Votre rapporteur pour avis attire cependant l'attention du Gouvernement sur la nécessité de s'assurer qu'elle ne se traduira pas par un transfert du financement du service de l'équarrissage :

- soit vers l'amont de la filière, c'est à dire vers les éleveurs. Particulièrement fragilisés par les suites des crises sanitaires ayant touché les divers types de viande et par la baisse des prix du secteur, ces derniers ne pourraient pas supporter une telle charge supplémentaire ;

- soit vers l'aval de la filière, c'est à dire vers le consommateur. Une hausse substantielle et brutale des prix des viandes aurait sans doute des effets négatifs sur une consommation qui peine à retrouver son niveau d'avant les crises.

Inscrits à la ligne 44-71/10, les crédits destinés au service public de l'équarrissage diminuent ainsi de 83,18 %, à 34 millions d'euros, après une baisse de 21,3 % en 2003.

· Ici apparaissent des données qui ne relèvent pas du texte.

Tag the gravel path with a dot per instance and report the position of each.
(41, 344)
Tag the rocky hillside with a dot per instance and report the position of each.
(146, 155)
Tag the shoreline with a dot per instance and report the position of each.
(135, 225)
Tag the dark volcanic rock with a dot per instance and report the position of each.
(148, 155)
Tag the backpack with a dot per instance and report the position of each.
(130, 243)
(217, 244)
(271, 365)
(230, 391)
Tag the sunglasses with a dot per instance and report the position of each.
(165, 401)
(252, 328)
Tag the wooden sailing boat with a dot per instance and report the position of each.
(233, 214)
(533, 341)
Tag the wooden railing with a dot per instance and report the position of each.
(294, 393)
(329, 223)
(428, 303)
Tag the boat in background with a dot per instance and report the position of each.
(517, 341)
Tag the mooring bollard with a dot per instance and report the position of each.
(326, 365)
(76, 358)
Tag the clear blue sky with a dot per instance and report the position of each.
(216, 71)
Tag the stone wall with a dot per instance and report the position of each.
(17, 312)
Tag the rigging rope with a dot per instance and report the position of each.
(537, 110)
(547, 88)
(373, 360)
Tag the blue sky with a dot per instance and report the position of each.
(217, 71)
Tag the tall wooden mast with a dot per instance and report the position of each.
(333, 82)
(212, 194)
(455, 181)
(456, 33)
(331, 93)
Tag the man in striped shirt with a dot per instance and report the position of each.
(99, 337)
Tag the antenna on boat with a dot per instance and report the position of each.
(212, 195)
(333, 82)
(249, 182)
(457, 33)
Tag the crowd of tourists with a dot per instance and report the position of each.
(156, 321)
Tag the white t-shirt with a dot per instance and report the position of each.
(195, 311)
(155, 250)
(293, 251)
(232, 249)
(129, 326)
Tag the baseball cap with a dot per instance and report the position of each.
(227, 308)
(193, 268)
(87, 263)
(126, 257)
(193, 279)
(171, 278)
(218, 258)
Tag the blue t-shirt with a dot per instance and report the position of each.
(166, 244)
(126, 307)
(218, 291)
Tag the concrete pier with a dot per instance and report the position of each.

Le service public de l'équarrissage assure la collecte et la transformation en farines animales des cadavres d'animaux, des saisies d'abattoir et des matériels à risque spécifiés, c'est à dire susceptibles de présenter un risque au regard des encéphalopathies spongiformes transmissibles (ESB).

Ces farines animales dites « à haut risque » sont ensuite détruites par incinération dans des cimenteries.

Figurant à la ligne 44-71/20, les crédits destinés à l'élimination des coproduits animaux, c'est à dire des déchets d'abattoirs ne présentant pas directement de risque sanitaire, sont en recul de 38,37 %, à 48 millions d'euros, après une diminution de 66 % en 2003.

Transformés en farines animales dites « à bas risque », ces déchets de viande, qui ne peuvent désormais plus servir à l'alimentation des animaux, sont également éliminés par incinération, après stockage éventuel.

Les crédits de cette ligne sont destinés à l'indemnisation des industries d'équarrissage, qui continuent à produire des farines animales n'ayant plus de débouchés, ainsi qu'à couvrir les coûts de stockage.

CRÉDITS DESTINÉS À L'ÉLIMINATION DES COPRODUITS ANIMAUX
ET DES FARINES ANIMALES

Ligne budgétaire

Nature des crédits

Montant en loi de finances pour 2003 (en euros)

Montant en projet de loi de finances pour 2004 (en euros)

Evolution
(en %)

44-71/10

Service public de l'équarrissage

202 110 000

34 000 000

-83,18 %

44-71/20

Elimination des coproduits animaux

77 890 000

48 000 000

-38,37 %

Total des crédits destinés à l'élimination des déchets et coproduits animaux non recyclables

280 000 000

82 000 000

-70,71 %

Sur proposition de son rapporteur pour avis, qui a indiqué avoir été rassuré, lors de son audition en commission, par les propos du ministre de l'agriculture, M. Hervé Gaymard, quant à une meilleure prise en compte du secteur de l'agroalimentaire par son ministère, la Commission des Affaires économiques a émis un avis favorable à l'adoption des crédits consacrés aux industries agroalimentaires dans le projet de loi de finances pour 2004.